Obscenity Prosecution Task Force
Citizens' Guide to Federal Obscenity Laws

The Supreme Court has held: "Transmitting obscenity and child pornography, whether via the Internet or other means, is... illegal under federal law for both adults and juveniles." Reno v. ACLU, 521 U.S. 844, at 878 n. 44 (1998).

Federal law prohibits the distribution of obscenity through the facilities of interstate or foreign commerce.  More specifically, it is a crime to use the mail to send or receive obscene materials, to import obscenity, to ship or receive obscenity by a common carrier, or to transport obscene materials across state lines for sale or distribution, including by computer.  See 18 U.S.C. sections 1461, 1462, and 1465.  It is also illegal to broadcast obscene materials, or engage in the business of selling obscene materials that have traveled through interstate or foreign commerce.  See 18 U.S.C. sections 1464, 1466.  If on federal property, a military base, or on in Indian Country, it is a crime to sell or possess obscenity with the intent to sell.  See 18 U.S.C. section 1460.  (While even the mere possession of child pornography is a crime, private possession of obscenity is not, although the act of receiving obscenity could violate the statutes prohibiting use of the mails, carriers, or interactive computer services for the purpose of transporting such material.)

There are also federal laws making it a serious crime to distribute obscenity toward minors.  Federal law prohibits a person from using the mail, or any of the means of interstate commerce, including a computer, to knowingly transfer obscene materials to someone the person knows is under 16 years of age.  See 18 U.S.C. section 1470.  For example, it would be a crime to knowingly email an obscene picture to a 15 year-old.  Two other statutes for online child protection prohibit knowingly using an interactive computer service to display obscenity or child pornography in a manner that makes it available to a person under 18 (see 47 U.S.C. section 223(d) –Communications Decency Act of 1996, as amended by the PROTECT Act of 2003) and knowingly making a commercial communication via the Internet that includes obscenity and is available to any minor under age 17 (see 47 U.S.C. section 231 –Child Online Protection Act of 1998).   In addition, a new law also prohibits the use of Internet domain names with the intent to mislead a minor into viewing material that is harmful to minors, or mislead any person into viewing obscenity.  See 18 U.S.C. section 2252B.  For example, a pornographic Website cannot use a domain name suggestive of a cartoon character or children's television show with intent to mislead a minor into viewing harmful material.

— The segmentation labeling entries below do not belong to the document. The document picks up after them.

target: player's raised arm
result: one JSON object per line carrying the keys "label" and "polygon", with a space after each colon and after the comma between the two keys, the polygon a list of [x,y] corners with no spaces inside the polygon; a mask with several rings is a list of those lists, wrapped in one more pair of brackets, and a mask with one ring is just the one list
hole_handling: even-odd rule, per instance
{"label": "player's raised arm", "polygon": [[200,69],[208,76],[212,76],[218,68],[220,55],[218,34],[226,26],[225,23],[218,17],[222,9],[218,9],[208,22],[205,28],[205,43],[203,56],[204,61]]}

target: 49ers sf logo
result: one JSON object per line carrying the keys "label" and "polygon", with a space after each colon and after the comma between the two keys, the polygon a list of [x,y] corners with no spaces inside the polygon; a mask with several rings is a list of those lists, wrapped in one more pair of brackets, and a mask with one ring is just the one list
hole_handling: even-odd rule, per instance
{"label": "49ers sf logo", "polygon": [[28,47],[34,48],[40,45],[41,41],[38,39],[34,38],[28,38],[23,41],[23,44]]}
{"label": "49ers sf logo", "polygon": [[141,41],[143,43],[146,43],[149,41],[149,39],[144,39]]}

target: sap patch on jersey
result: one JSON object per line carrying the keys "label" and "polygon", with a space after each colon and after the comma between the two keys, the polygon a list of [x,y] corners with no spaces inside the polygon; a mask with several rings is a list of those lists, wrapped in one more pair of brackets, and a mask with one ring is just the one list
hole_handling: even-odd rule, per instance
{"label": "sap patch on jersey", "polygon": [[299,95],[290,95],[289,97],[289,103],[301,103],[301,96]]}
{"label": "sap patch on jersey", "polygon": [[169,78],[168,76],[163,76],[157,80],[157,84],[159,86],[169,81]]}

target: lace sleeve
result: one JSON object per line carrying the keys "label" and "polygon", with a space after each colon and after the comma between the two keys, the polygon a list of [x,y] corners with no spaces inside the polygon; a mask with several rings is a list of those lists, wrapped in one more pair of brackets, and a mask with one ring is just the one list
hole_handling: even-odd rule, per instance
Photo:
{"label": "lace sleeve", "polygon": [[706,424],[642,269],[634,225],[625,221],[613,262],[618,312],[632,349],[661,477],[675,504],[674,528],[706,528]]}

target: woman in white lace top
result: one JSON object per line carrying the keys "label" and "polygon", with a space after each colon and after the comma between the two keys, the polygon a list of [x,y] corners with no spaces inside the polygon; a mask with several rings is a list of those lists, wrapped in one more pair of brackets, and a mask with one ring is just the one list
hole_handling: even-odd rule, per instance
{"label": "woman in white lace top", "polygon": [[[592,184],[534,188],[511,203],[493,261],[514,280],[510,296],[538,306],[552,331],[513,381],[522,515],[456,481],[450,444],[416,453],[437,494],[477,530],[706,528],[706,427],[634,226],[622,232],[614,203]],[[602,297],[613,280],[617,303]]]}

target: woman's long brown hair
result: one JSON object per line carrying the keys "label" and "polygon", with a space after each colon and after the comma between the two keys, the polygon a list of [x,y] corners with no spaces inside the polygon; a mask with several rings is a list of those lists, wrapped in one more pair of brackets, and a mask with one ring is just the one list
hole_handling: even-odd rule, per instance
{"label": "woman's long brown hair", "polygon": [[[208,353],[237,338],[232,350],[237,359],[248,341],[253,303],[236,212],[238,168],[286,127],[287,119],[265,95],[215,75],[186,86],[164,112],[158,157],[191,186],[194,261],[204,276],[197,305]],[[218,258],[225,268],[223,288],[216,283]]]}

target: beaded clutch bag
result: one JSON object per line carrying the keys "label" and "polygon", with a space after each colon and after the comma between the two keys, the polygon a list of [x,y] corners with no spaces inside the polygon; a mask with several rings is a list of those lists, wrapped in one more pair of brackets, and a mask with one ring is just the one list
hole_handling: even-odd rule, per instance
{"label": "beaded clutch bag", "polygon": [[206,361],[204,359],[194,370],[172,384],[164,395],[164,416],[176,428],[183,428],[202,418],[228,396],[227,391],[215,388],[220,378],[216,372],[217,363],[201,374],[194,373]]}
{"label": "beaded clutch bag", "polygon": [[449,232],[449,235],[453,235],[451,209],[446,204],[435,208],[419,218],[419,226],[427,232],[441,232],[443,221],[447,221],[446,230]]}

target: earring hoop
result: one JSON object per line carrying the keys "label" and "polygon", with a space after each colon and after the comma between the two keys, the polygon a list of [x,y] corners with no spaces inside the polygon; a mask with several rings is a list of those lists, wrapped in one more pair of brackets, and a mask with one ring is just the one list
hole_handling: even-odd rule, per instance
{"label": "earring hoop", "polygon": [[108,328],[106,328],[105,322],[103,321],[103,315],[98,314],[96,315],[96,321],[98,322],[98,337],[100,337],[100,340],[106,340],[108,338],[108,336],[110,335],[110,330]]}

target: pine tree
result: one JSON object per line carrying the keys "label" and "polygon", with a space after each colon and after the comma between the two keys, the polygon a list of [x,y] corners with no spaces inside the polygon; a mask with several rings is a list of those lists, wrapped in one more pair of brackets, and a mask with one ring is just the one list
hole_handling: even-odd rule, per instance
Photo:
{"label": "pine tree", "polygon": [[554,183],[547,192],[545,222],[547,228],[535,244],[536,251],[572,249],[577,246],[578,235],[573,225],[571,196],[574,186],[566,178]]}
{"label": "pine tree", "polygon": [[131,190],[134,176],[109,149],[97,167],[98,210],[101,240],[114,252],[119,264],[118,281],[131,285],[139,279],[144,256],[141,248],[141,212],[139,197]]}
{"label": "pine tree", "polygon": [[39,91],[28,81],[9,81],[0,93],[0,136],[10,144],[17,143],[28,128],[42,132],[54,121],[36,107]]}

The U.S. Supreme Court established the test that judges and juries use to determine whether material is obscene.  The test was developed in three major cases: Miller v. California, 413 U.S. 15, 24-25 (1973); Smith v. United States, 431 U.S. 291, 300-02, 309 (1977); and Pope v. Illinois, 481 U.S. 497, 500-01 (1987).  The resulting three-pronged test to adjudicate obscenity is as follows:

Whether the average person, applying contemporary adult community standards, would find that the work, taken as a whole, appeals to the prurient interest (i.e., an erotic, lascivious, abnormal, unhealthy, degrading, shameful, or morbid interest in nudity, sex, or excretion); and

Whether the average person, applying contemporary adult community standards, would find that the work depicts or describes, in a patently offensive way, sexual conduct (i.e., ultimate sexual acts, normal or perverted, actual or simulated, masturbation, excretory functions, lewd exhibition of the genitals, or sado-masochistic sexual abuse); and

Whether a reasonable person would find that the work, taken as a whole, lacks serious literary, artistic, political, or scientific value.

Any material meeting this definition may be found to violate the laws of the United States and anyone convicted of distributing such material may be prosecuted and punished by fines and a term of imprisonment.